Username/Password based authentication

Parameter nameDescription
HostPostgres host
PortPostgres port
UsernamePostgres username
PasswordPostgres password
SSL ModeSSL mode for Postgres connection: disable,require,verify-ca,verify-full
SSL Server CASSL Certificate Authority for verify-ca,verify-full SSL Modes
SSL Client CertSSL Client Certificate for verify-ca,verify-full SSL Modes
SSL Client KeySSL Client Key for verify-ca,verify-full SSL Modes

Google Cloud Private Service Connect mode

Parameter nameDescription
Instance Connection NameGoogle Cloud SQL instance connection name in the format project-name:region:instance-name

Advanced: Private Service Connect for Google Cloud SQL

Private Service Connect (PSC) is a Google Cloud networking feature that allows to connect to Google manages services from multiple VPC networks that belong to different groups, teams, projects, or organizations.

Private Service Connect allows you to grant access to your Google Cloud SQL instances to the Jitsu service account without exposing the instances to the public internet. This is particularly useful for organizations that need to maintain strict security and access controls.

More on Private Service Connect

More on Private Service Connect for Cloud SQL

Configuring Google Cloud SQL

Enable Private Service Connect for a Cloud SQL Instance

https://cloud.google.com/sql/docs/postgres/configure-private-services-access-and-private-service-connect#enable-psa-instance

Jitsu Project ID to provide in the allowed-psc-projects parameter: jitsu-cloud-infra

Configure Cloud SQL Instances for IAM Database Authentication

https://cloud.google.com/sql/docs/postgres/create-edit-iam-instances#console_1

Grant Permissions for Jitsu Service Account:

You need to grant the Jitsu service account permissions to connect to your Cloud SQL instances.

Contact Jitsu Support to get the service account email address.

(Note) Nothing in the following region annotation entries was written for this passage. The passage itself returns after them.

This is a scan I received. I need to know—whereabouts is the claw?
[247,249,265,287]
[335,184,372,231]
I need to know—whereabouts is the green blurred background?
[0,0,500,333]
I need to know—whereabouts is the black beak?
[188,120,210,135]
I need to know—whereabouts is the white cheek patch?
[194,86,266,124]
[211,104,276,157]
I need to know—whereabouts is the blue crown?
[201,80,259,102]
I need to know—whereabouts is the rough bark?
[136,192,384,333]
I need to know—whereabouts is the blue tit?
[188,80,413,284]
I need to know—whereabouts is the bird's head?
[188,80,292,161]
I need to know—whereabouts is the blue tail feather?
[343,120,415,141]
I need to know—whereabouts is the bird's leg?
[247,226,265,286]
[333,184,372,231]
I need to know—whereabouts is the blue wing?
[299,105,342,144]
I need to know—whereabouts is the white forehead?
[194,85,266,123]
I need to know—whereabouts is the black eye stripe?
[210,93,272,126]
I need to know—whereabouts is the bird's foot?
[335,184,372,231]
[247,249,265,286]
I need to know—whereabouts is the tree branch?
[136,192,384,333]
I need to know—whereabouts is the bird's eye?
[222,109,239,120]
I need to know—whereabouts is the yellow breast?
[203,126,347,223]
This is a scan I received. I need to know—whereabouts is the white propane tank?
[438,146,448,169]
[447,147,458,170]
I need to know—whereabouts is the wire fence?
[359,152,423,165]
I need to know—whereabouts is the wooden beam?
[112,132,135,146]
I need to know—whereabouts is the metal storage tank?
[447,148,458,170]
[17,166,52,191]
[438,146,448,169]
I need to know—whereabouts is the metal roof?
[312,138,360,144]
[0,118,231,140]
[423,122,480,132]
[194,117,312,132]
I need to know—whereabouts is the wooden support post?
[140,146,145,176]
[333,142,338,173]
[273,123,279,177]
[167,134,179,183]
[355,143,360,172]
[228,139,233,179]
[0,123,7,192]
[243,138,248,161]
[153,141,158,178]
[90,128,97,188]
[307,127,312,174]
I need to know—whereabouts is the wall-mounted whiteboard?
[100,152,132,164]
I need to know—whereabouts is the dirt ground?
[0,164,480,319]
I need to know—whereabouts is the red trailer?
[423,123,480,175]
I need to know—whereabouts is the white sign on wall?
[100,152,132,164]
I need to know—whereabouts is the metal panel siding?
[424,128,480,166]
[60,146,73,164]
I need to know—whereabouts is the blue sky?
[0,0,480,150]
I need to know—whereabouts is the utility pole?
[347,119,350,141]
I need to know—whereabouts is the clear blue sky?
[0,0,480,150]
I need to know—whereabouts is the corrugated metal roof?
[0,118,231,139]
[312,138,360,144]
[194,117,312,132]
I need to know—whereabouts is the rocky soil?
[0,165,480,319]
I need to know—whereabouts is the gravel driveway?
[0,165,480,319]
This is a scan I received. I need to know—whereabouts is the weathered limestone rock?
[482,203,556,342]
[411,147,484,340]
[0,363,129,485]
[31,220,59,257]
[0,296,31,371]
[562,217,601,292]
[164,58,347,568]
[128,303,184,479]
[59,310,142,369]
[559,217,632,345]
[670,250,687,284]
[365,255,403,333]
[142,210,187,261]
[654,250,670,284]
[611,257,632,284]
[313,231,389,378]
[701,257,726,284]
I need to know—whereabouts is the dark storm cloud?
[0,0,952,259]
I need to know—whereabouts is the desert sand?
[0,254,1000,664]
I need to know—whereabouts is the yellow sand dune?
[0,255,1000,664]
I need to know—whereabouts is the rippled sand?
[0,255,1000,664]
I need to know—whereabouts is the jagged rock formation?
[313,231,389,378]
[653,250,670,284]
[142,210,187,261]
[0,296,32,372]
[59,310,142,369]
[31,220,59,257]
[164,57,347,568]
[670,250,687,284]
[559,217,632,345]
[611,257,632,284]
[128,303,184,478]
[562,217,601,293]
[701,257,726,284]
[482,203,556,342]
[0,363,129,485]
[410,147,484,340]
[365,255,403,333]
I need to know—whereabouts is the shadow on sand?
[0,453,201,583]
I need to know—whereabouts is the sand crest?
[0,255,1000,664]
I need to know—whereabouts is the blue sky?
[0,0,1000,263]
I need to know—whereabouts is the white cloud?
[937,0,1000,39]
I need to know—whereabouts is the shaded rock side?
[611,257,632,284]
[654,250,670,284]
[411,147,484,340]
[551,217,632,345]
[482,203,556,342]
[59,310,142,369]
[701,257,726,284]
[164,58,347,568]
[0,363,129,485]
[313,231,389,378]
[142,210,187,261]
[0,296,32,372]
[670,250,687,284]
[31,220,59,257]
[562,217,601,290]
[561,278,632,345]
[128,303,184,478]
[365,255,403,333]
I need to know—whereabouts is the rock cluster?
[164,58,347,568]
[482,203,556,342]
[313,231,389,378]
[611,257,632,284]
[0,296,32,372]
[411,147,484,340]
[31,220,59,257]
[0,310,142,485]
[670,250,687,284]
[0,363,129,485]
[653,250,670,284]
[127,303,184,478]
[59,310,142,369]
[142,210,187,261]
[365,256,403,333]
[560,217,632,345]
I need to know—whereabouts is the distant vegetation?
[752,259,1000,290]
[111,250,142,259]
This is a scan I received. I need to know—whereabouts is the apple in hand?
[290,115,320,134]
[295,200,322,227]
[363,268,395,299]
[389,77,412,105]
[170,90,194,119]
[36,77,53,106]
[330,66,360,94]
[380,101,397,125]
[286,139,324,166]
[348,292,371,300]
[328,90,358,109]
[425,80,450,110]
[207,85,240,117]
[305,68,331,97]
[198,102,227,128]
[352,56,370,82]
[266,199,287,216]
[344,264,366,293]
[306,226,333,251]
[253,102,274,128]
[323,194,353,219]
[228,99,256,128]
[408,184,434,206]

Then complete the following steps to grant the necessary permissions:

  • Open the Google Cloud Console
  • Navigate to IAM & Admin > IAM
  • Click "Grant Access"
  • Add Jitsu service account email address as a Principal and assign roles:
    • cloudsql.instances.connect (Cloud SQL Client)
    • cloudsql.instanceUser (Cloud SQL Instance User)
  • Optional: Limit access to specific instances using Conditions: https://cloud.google.com/sql/docs/postgres/iam-conditions

Add Jitsu Service Account to a Cloud SQL Instance as a database user

Please refer to the following documentation to create a database user for Jitsu service account:

https://cloud.google.com/sql/docs/postgres/add-manage-iam-users#creating-a-database-user

Grant Database privileges

Keep in mind that database users created from service account use shortened domain name:

name@google-project.iam must be used instead of name@google-project.iam.gserviceaccount.com

Example:

-- Allow user to use and create objects in the public schema
GRANT USAGE, CREATE ON SCHEMA public TO "name@google-project.iam";

Provide Jitsu with Cloud SQL Instance Details

  • Connection Name
  • Private Service Connect (PSC) - DNS name
  • Private Service Connect (PSC) - Service attachment

You can get this information by running:

gcloud sql instances describe YOUR_CLOUD_SQL_INSTANCE_NAME --project=YOUR_PROJECT | grep "dnsName:\|connectionName\|pscServiceAttachmentLink"

Alternatively, find these details in the Cloud SQL instance’s UI - Overview section.

Advanced: Implementation Details

This section describes how Jitsu implements various modes and features for Postgres.

Batch Mode

Algorithm
-- Jitsu collects events batches in tmp file on file system.
BEGIN -- start transaction
COPY from STDIN to tmp_table -- load tmp file into tmp_table
INSERT into target_table select from tmp_table
COMMIT -- commit transaction

Stream Mode

INSERT INTO target_table (...) VALUES (..)

Deduplication

For batch mode the following algorithm is used:

Algorithm
-- Jitsu collects events batches in tmp file on file system.
-- Deduplicate rows in tmp file
BEGIN -- start transaction
COPY from STDIN to tmp_table -- load tmp file into tmp_table
INSERT into target_table select from tmp_table ON CONFLICT UPDATE ...
COMMIT -- commit transaction

For stream mode:

INSERT INTO target_table (...) VALUES (..) ON CONFLICT UPDATE ...

Queries Optimization

Timestamp connection setting is used to optimize SELECT queries.

Regular index is created on specified timestamp column.